The traditional "linear" model is that man evolved in Africa from apes, which got brainier and at a given moment in time, walked out of Africa (such as the Homo erectus) to people the world while others stayed behind and continued evolving. The migrants (and nobody explains why [**]) remained static and did not change or evolve but those that remained behind did. So then came Homo heidlebergensis and Homo neanderthalensis who moved out of Africa and, finally, after more evolution towards better and bigger brains, we appeared, marched out of Africa and replaced all the others. Only modern man (Homo sapiens) managed to reach America (our 'superior' brains gave us the advantage and let us handle the tough Siberian and Alaskan climate and make it into the New World).

[**] Well, yes, there is a theory, the "Multiregional" one, which in sharp contrast with the "Out of Africa" theory states that modern man did not only appear in Africa, but that Homo erectus evolved in different regions (hence the theory's name) into modern men.

More varieties of humans?

However, the picture seems different: there were other people and also, they all lived at about the same time, sharing overlapping territories:

An article published on March 24, 2010 tells us about DNA extracted from a 40,000 year old finger bone found in a Siberian cave has yielded surprising results: it was not human and it did not belong to a Neandertal either (the only two possible sources of human bones!). It belongs to another New and hitherto unknown lineage of ancient humans. So that makes at least three kinds of humans (actually if we include the Flores Hobbits -Homo floresiensis, it makes four) sharing our planet some 40,000 years ago.
The finger bone was found at the Denisova Cave in 2008. The cave is located at the Altai Mountains in Russia, Central Asia, and has many archaeological layers that span nearly one hundred thousand years of occupation.

Neanderthal remains and modern men stone tools have been unearthed ther. Also broken bone remains, among which was this finger bone which has been radiocarbon dated to between 30 and 48 thousand years ago.

The bone was ground and a minute sample of Mitochondrial DNA (mtDNA) extracted for genetic sequencing.

mtDNA is a special variety of DNA which is found in cellular organelles called mitochondria, which are found inside every cell and help them produce energy.

mtDNA mutates (by chance) at a roughly given rate, and the accumulated mutations found in cells of different species give us an idea of how long they have been diverging apart from a common ancestor.
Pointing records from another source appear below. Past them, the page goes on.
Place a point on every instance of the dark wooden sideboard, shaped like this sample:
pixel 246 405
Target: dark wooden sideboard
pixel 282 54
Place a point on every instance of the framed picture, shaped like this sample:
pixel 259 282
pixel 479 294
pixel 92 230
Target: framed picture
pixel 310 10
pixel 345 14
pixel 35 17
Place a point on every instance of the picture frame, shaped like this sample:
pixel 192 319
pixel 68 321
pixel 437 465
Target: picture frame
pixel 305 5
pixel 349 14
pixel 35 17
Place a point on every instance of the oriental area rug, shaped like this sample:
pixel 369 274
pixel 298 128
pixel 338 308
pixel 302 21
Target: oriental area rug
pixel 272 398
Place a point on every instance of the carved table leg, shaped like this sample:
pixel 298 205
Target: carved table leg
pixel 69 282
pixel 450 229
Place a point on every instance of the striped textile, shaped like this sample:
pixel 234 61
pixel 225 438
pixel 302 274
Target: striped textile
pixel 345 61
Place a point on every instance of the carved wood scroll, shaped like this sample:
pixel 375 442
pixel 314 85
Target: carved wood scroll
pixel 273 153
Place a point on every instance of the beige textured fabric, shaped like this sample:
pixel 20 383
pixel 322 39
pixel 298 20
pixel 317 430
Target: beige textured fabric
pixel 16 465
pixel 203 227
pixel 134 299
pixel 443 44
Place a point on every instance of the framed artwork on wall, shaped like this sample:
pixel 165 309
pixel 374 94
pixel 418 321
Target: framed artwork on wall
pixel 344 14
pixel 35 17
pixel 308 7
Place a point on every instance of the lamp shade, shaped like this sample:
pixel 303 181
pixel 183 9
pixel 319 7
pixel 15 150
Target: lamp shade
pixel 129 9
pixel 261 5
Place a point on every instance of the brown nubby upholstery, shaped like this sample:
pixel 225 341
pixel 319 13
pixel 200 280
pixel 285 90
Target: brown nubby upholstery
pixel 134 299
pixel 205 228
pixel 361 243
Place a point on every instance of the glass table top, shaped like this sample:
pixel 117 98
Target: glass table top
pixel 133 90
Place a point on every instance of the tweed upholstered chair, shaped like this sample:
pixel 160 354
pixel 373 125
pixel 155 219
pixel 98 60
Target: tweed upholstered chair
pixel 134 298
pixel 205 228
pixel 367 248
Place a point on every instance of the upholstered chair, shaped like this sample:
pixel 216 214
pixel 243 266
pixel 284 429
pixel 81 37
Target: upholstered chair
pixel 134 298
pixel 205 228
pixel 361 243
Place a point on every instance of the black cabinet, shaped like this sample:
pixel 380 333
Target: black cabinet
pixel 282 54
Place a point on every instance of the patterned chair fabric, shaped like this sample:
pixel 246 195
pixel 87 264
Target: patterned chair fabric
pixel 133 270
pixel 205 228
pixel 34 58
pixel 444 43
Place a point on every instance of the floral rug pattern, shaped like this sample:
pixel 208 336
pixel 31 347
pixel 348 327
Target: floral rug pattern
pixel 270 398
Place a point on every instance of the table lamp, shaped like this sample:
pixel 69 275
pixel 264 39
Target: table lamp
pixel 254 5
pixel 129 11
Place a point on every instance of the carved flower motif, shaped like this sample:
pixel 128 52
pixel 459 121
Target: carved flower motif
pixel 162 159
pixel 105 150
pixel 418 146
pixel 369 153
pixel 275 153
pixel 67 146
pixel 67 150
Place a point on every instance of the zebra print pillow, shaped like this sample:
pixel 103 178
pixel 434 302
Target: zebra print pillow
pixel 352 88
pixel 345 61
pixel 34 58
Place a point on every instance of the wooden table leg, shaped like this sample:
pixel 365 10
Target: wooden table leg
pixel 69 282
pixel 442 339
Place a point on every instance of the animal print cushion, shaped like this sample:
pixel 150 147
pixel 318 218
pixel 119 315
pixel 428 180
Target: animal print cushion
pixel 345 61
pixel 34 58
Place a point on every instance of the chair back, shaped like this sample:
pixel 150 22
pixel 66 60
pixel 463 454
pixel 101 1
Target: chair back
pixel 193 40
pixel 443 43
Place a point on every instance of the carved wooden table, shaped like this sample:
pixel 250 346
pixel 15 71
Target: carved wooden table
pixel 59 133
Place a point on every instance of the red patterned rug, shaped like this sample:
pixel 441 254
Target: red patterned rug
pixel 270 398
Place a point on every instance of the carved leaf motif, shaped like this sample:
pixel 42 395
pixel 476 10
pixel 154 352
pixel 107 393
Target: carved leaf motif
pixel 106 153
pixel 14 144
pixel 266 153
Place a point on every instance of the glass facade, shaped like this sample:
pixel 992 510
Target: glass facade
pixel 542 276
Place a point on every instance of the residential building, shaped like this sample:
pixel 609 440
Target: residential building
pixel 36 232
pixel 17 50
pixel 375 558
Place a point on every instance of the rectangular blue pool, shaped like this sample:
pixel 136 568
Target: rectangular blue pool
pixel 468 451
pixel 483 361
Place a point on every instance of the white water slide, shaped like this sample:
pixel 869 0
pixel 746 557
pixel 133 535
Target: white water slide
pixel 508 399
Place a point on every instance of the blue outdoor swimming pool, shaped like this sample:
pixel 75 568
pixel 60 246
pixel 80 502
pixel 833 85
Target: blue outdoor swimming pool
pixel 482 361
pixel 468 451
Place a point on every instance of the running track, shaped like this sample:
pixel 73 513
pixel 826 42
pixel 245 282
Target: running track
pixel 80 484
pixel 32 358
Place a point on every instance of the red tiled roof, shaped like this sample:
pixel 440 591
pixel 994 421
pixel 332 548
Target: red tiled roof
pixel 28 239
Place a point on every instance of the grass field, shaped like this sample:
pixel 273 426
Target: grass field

Now, for those not too familiar with the "drift" and mutations, please bear in mind that these are minute: Modern humans are, despite the differences that exist today between racial groups, a remarkably homogeneous population. A single species of chimpanzee has a difference five times greater than ours among its members!

Nevertheless, the differences exist and are a useful tool.

The mtDNA sample results

The group that sequenced this mtDNA had previously done similar work on Nenderthal genetic material.

The team then compared the finger's mtDNA with that Neanderthal and with modern human's mtDNA data discovering that:

  • Neandertals differ from modern humans at an average of 202 nucleotide positions in the mitochondrial genome
  • The Denisova "person" differed at an average of 385 positions from modern humans and 376 from Neandertals

Then they compared the Denisova mtDNA with that of chimpanzees (a common ancestor to all humans) and came up with an estimated age for the Denisova people: we H. sapiens, the Neanderthal and the Denisova people shared a common ancestor about one million years ago.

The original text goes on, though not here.